Tonight he gets the same feeling. As he quietly situates himself on the Hospital Wing's floor, she goes dead still. And then she lifts herself up slightly into a sitting position, as though preparing to speak. After a slight pause, she reaches for her wand on the bedside table. Weary, Sirius watches Farren raise the mahogany stick. But the charm she hums under her breath is almost sing-song, and the movement of the wand like a dance. A beam of splintering yellow light emits from the wand and Sirius is further bewildered.
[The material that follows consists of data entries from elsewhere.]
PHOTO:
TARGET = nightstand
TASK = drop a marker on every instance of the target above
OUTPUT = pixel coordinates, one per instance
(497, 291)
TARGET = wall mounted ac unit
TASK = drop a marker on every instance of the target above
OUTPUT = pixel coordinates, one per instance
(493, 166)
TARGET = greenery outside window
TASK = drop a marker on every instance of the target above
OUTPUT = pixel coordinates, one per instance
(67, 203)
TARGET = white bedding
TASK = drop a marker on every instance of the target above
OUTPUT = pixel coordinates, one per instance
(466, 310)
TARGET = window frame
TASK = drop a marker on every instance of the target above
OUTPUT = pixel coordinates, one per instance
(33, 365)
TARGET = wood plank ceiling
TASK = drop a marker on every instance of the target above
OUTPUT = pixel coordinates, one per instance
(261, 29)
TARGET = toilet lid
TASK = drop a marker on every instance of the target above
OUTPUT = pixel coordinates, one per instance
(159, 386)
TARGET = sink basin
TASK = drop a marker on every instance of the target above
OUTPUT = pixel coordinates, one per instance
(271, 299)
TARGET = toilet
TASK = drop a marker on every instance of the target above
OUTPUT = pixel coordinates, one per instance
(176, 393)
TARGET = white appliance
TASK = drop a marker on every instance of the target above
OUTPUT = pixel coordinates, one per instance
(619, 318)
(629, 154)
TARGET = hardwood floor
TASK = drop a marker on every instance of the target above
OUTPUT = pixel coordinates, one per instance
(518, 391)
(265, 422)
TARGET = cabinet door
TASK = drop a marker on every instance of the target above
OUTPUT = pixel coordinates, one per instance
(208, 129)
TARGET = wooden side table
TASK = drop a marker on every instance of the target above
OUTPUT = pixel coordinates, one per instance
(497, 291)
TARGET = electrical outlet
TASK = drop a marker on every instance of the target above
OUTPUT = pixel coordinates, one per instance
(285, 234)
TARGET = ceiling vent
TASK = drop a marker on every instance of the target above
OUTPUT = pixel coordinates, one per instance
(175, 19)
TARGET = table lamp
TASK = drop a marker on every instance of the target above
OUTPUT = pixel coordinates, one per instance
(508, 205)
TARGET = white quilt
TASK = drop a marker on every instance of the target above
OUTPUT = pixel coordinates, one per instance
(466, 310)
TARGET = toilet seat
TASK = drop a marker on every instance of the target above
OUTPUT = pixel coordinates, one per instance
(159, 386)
The light is different from that of Lumos; more like a projection than a flashlight. But then several different colors join the yellow light and slowly Sirius makes out a projected image of the Hogwarts ground.

He recognizes flashes of Lily and Celia, both laughing hysterically as Farren made crude, juvenile expressions. And then those images fall away to the scene of a striking, voluptuous woman holding a baby with a single curl escaping her otherwise bald head. Sirius probably shouldn't have been surprised to see his own face staring back at him, but he is. It is them, lying in the grass beneath the stars. The night she gave herself to him. Sirius can hardly recognize who that person is anymore. He can't imagine that, not long ago, that had been him with the huge smile on his face--the kind of smile that truly reaches the eyes. He can't imagine that not long ago, that had been them, unbroken and with such potential.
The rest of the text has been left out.